Against the background of unsolved pressures mentioned above, vendors and scholars do great efforts on making improvement. The most direct way for efficiency is to add the number of department which performs the check-out service. Customers are separated at the some time so that fixed number of services runs synchronously. Some scholars envision supermarket service in which each item is tagged with an electronic label and all shopping carts feature supporting readers (Fujimura, Masayuki, & Jun, 2000). This thought turning check-out procedure to be one-stop service (Mary, 2006), basing on the concept of item-level tagging (ILT) (Zhang, Zhang, & Cai, 2007; George, 2006) infrastructure, tagging individual products instead of cases and pallets, which may improve inventory system, simplify business processes, reduce labor costs and make check-out service efficiency. On the other hand, some vendors think out to make shopping area and storehouse conjoint in order to save cost. Some of them even construct themselves a special website and allow customers to have a more convenient shopping environment. However, either method has only focused on one point in one stage rather than the whole supermarket service. This is the essential problem of current supermarket model namely short of integration.
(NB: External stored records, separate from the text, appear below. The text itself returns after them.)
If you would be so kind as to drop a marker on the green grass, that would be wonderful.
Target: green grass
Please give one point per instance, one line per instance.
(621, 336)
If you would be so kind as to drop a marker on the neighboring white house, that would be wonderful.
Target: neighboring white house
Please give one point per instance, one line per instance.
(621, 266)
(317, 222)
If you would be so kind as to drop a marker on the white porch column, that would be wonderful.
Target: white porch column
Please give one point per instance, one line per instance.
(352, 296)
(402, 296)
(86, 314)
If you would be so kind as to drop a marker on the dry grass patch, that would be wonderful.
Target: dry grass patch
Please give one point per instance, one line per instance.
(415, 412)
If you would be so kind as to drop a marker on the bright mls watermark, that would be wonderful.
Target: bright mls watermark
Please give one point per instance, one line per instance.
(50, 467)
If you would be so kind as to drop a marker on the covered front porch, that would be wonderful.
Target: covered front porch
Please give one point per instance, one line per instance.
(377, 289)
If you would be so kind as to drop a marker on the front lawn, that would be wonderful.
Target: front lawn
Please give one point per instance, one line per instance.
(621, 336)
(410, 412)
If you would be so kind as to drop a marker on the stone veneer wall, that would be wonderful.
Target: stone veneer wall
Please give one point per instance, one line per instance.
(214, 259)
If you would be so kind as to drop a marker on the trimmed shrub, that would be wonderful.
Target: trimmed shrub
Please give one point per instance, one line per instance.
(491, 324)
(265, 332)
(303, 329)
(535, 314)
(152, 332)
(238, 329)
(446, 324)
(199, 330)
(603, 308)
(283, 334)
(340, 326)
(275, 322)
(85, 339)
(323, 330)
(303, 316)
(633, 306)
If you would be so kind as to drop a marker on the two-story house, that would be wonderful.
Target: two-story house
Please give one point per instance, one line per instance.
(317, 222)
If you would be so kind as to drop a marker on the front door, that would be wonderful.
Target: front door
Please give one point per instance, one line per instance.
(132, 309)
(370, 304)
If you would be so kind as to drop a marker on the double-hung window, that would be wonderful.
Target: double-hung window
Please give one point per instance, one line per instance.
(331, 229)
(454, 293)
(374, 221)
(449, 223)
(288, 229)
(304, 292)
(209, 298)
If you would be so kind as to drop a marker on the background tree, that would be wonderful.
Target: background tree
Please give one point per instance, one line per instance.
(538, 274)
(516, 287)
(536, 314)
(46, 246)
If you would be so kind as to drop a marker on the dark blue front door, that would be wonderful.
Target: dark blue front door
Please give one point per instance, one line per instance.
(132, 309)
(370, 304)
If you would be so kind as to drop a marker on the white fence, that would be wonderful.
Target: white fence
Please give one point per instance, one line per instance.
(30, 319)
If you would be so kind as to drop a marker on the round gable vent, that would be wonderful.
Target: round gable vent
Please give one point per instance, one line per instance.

Thus, in this paper, we takes a close scrutiny at the framework of supermarket service, puts up a quantitive metric for evaluation and basing on which, moreover, analyses the existing common supermarket working models basing on Game Theory and simulated experiments. On the point of improvement, we propose a new hybrid supermarket model which emphasizes more on increasing the ratio of self-service and automated service in supermarket. Besides, this paper takes the critical technique used to perform the model and gives the explanation on potential challenges.
The rest of the paper is organized as follows. Section 2 illustrates the framework of supermarket service. Section 3 constructs a metric to evaluate supermarket service and defines related parameters for the further experiment. Section 4 describes the running mode of 3 existing supermarket service models. Section 5 presents a new hybrid supermarket service model to show its advanced improvement. Section 6 applies game theory to prove the necessity of change of supermarket service mode and analysis the profit of three participators under different strategies with simulated experiments according to metrics in Section 3. Section 7 puts up a feasible solution for the model and explains to the current big challenge. Section 8 scratches the future work and concludes the paper.